I’m glad my daughter’s boyfriend is boy enough that he didn’t want to see The Fault in Our Stars with her! That meant I got to! My girls and I had read the book together, and we were curious how close this movie would adhere to John Green’s Young Adult novel by the same name. We weren’t disappointed.
-photo Wiki Images
And, we can be fairly critical customers of story—in any form.
Note: Spoiler Alert! In this and posts to come, I may reveal major plot lines and story themes.
For a guy who claims to not have lived with anyone with a life-threatening illness, author John Green gets into the emotional machinations that define the youth-cancer see-saw pretty well: the grief, denial, anger, angst, humor and grit. Perhaps his work as a junior high teacher and ministerial intern in hospitals gave him in-depth insight into what young people experience at these junctures in their lives.
While much of how the movie unfolds is expected, it contains just the right amount of humor, drama, and real-life cancer images for its target audience: young people. Having grown up in a “cancer-pocket” outside of Niagara Falls and Love Canal, I recall the all-too-familiar improbable pathos of too many young people facing young love and cancer all in the same space of their too-fragile lives.
For me, the movie was a long-overdue catharsis.
While my story differs from the movie, I found myself at one time the object of a young man’s unexpected affections and dying wish to have me as his girlfriend, instead of the acquaintance I thought I was. I was too young and afraid to reciprocate. I just didn’t have those feelings for him. I still feel the flaming ball in my stomach when I think about the note I read where he explained he needed me before he died. So as he lay dying, I ran and hid, and yet by some miracle he survived.
How much more unfair could life be than when youthful desires and death run an unwanted collision course?
We like to say life is unfair. It’s this unfairness, the pathos and the struggle that give rise to story. Story helps those suffering make sense of their suffering and move with it. Not against it. But with it. In the end, story is what lives on for survivors. Story gives life and meaning to the life of those who have passed on in one way and to those who survive in another. In the end, story is all we have—passed on our breath from one to another.
As I thought about my youthful brush with young love, rejection, disappointment–and cancer–I can say—from a critical vantage point—that the movie only touched lightly on the ways in which people don’t live up to your expectations –even when you are dying. As harsh as it got is when Isaac, a secondary character, his girlfriend breaks up with him before he loses his last good eye. Other than this we don’t experience any major human-to-human disappointments among the main characters.
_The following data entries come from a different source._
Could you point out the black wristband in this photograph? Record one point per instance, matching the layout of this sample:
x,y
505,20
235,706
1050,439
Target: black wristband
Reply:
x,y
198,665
The biggest intimate disappointment that arises is perhaps when Hazel reveals in a voice over, in the weeks before Augustus dies, something to the effect of:
“I wish I could say that Augusts was brave to the end… or kept it together till the end, but he didn’t.”
But perhaps these almost flawless characters were in themselves part of the relief from the looming imperfection and tragedy of loss in the face of cancer. For me, while I did not run away from a boyfriend with cancer, I ran away from the opportunity to comfort someone who was very ill. Through Hazel Grace and Augustus, I got to vicariously experience what it would be like if I’d made a different decision. I hope the once ill young man who called for me in his hour of need also has found a story like The Fault in Our Stars that’s given him catharsis for the suffering he survived.
-Image by Djembayz, via Wikimedia Commons
As my daughter and I left the movie together with a pile of wadded up tissues, she said, “Mom let’s go before the lights come up.” As we tiptoed through the darkness, the credits rolled, the music played, and the screen stayed filled with stars as sniffles still filled the theater. And no one but us dared move from the safety of darkness.
In the end, Hazel Grace and Augustus impart so many heart-felt lessons that young people can bring to their lives. And, hopefully never have to use.
What have you learned about yourself by watching a movie? What books and movies have you shared with family?